エンドルフィン分泌して、その効果が消えたから冷静に物事を見れるようになった。考察した結果…

 

全員が手持ち無沙汰やら暇を持て余してるようだ。ゴメンね?

 

 

「なんだ、どこか行く予定でもあるのか?」

「ないけど」

椅子から腰を浮かせたところで直江が声をかけてくる。

 

「だったら、もうちょっといてもいいだろう。そんな用件終わったらすぐ帰るとか仕事みたいな対応取らなくても」

「結構ダベってたよ?」

 

四話分ぐらい座って喋ってたよ?

この教室に来てからならもっと長く居たよ、十分じゃない?

 

「もうちょっと!もう少しだけ居て!一人で店番するの辛いから!」

「知るか」

「俺と一緒に友好を温めないか…?」

「きもい」

 

マジきもい

 

 

コイツこんなウザいキャラだったっけ。俺の影響で変化したの?

 

もはや変異レベルだよ。暴走してるよ。

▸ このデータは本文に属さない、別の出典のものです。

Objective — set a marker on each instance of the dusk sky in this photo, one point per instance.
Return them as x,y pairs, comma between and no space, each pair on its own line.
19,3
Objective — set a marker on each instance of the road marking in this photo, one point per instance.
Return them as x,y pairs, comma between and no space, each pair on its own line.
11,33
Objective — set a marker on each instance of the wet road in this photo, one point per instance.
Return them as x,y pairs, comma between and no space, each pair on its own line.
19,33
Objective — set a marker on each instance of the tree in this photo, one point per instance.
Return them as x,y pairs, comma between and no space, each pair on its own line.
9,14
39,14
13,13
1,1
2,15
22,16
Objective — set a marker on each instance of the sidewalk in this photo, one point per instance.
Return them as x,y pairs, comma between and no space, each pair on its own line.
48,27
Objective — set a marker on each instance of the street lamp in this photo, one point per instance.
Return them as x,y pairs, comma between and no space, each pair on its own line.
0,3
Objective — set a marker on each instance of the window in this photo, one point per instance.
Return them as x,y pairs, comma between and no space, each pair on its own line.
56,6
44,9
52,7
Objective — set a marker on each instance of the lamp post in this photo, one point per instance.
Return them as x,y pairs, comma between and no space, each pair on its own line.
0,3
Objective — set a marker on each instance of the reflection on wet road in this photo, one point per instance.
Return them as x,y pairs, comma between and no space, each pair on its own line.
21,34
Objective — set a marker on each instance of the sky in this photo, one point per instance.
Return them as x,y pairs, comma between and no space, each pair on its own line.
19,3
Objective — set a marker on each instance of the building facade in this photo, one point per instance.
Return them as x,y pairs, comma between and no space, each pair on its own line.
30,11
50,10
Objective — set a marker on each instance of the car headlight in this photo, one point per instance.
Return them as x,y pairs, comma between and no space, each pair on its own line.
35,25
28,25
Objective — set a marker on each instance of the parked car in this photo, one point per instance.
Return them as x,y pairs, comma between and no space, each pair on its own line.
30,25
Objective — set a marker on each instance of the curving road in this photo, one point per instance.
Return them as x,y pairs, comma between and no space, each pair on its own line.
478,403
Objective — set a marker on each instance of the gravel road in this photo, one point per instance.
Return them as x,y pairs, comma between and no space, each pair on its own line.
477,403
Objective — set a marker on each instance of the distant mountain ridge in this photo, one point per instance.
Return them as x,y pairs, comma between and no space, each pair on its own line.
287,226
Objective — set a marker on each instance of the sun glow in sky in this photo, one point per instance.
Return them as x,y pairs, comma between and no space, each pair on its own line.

もう完全に俺の手を離れたみたいだから俺のせいじゃないよね。

 

 

「ナツルくん、別に私たちのこと気づかわなくてもいいよ?」

「ほら!後輩の子もこう言ってるし、まだまだ時間潰せるぜ!」

「席に座るな」

わざわざ他の卓から椅子持ってきやがって。ウェイターなら立ってろ。

 

 

「ぶっちゃけさー、やな予感がするんだよね。具体的には姫路が来て手料理振る舞うとかさ」

「本当に具体的だな」

 

『自クラス』で『飲食』ときたら、もうオチは決まってるだろう。タイトルは劇物摂取でナツルくん死すだ。

 

俺はそのオチを全力でぶち壊す。

 

 

「その姫路という人物に料理されるのはまずいのか?」

「マズいなんてもんじゃねえ、この世の地獄を文字通り味わうぜ」

「意味がよく分からないのだが…」

「美術部のハズレアイスが出てくると思ってくれ」

 

 

ガタンっ

 

 

「あるじ、主っ、早く、早く行こう。早くっ」

 

 

今までボーっとしていた呂布ちゃんが急に立ち上がり、俺の袖口を掴んで早口で捲し立てる。ハズレアイスが余程こたえたみたいだな。

 

つーか呂布ちゃん、いつもFクラスに入り浸ってクラスメイト全員と顔見知りだろ?姫路の料理の腕がヤバイって―――知ったのは清涼祭始まってからか。しかも俺だけ。

 

呂布ちゃんそもそも最近ウチのクラス来なかったしな……来たところで誰かと喋ってるとこ見たことねえ。もう少し他人と交流持って欲しいようなそうでもないような。

 

 

「主っ早くっ、」

「分かった分かったよ」

 

半ば持ち上げるように(ていうかほとんど浮いてる)俺を引っ張る呂布ちゃんを宥めながら立ち上がる。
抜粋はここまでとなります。